To address solubility challenges with recombinant CBU_0656:

• Expression Optimization Strategies:

  • Reduce expression temperature (16-20°C) to slow protein folding

  • Use weaker promoters or lower inducer concentrations

  • Co-express with molecular chaperones (GroEL/GroES, DnaK/DnaJ/GrpE)

  • Try auto-induction media for gradual protein expression

• Fusion Tag Approaches:

  • Test multiple solubility-enhancing tags:

    • MBP (maltose-binding protein)

    • SUMO

    • Thioredoxin

    • GST (glutathione S-transferase)

  • Compare with simple purification tags (His6, FLAG, Strep)

• Buffer Optimization:

  • Screen various buffer conditions:

    • pH range (6.0-9.0)

    • Salt concentrations (100-500 mM NaCl)

    • Additives (glycerol, arginine, detergents)

    • Reducing agents (DTT, TCEP, β-mercaptoethanol)

• Refolding Protocols:

  • Express as inclusion bodies if soluble expression fails

  • Develop refolding protocols using gradual dialysis

  • Test on-column refolding during purification

  • Validate proper folding using circular dichroism or fluorescence spectroscopy

The optimal approach will depend on the specific properties of CBU_0656, but a systematic screening of these conditions typically yields improvements in soluble protein expression.

What are the best approaches for studying protein-protein interactions involving CBU_0656?

For studying protein-protein interactions involving CBU_0656:

• In Vitro Methods:

  • Pull-down assays using tagged recombinant CBU_0656

  • Surface plasmon resonance for kinetic measurements

  • Isothermal titration calorimetry for thermodynamic parameters

  • ELISA-based binding assays for high-throughput screening

• Cell-Based Approaches:

  • Yeast two-hybrid screening against C. burnetii or host cell libraries

  • Mammalian two-hybrid for interactions in more native context

  • Split-reporter assays (luciferase, GFP complementation)

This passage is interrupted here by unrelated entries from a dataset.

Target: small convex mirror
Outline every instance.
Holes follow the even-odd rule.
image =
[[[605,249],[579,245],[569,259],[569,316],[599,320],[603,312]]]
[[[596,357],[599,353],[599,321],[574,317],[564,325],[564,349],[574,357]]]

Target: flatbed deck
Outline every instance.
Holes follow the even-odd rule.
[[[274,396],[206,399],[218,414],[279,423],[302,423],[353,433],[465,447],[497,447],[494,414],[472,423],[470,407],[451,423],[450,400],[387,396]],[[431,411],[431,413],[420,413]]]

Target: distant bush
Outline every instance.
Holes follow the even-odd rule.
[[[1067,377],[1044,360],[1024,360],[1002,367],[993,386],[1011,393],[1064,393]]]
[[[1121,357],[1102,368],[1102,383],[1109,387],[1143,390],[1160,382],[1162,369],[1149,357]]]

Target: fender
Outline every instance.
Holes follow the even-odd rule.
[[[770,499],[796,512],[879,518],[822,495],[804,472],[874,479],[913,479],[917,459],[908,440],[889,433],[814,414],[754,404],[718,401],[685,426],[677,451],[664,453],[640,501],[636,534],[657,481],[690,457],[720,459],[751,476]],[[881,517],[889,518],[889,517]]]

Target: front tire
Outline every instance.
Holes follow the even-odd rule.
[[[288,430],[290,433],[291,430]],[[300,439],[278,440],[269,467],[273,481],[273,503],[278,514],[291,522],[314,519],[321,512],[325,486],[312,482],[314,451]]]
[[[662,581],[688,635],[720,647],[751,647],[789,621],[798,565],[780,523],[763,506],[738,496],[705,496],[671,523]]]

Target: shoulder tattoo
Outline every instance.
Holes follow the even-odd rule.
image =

  • FRET/BRET for real-time interaction monitoring in live cells

• Proteomics Strategies:

  • Immunoprecipitation followed by mass spectrometry

  • BioID or APEX proximity labeling to capture transient interactions

  • Chemical cross-linking coupled with mass spectrometry

  • Label-free quantitative proteomics to measure interaction stoichiometry

• Validation Methods:

  • Co-immunoprecipitation of endogenous proteins

  • Co-localization studies using fluorescence microscopy

  • Functional assays based on predicted interaction outcomes

  • Mutational analysis to map interaction interfaces

Combining multiple complementary approaches provides the strongest evidence for genuine interactions and helps distinguish direct from indirect interactions.

How can I verify that my recombinant CBU_0656 protein retains its native structure and function?

To verify native structure and function of recombinant CBU_0656:

• Structural Integrity Assessment:

  • Circular dichroism spectroscopy to analyze secondary structure elements

  • Differential scanning fluorimetry to determine thermal stability

  • NMR HSQC experiments for tertiary structure fingerprinting

  • Size exclusion chromatography to confirm expected oligomeric state

• Functional Validation:

  • Develop activity assays based on predicted function from bioinformatics

  • Compare with native protein isolated from C. burnetii (if feasible)

  • Assess binding to predicted interaction partners

  • Evaluate ability to complement CBU_0656 knockout phenotypes

• Post-Translational Modification Analysis:

  • Mass spectrometry to identify modifications present in native vs. recombinant protein

  • Phosphoproteomic analysis if phosphorylation is suspected

  • Consider expression in eukaryotic systems if modifications are critical

  • Site-directed mutagenesis of putative modification sites

• Folding Assessment:

  • Limited proteolysis to probe for exposed flexible regions

  • Intrinsic fluorescence to assess tertiary structure around tryptophan residues

  • Antibody recognition if conformation-specific antibodies are available

  • Computational comparison with predicted structure models

The appropriate validation methods depend on the suspected function of CBU_0656, but structural analysis should always precede functional studies to ensure proper protein folding.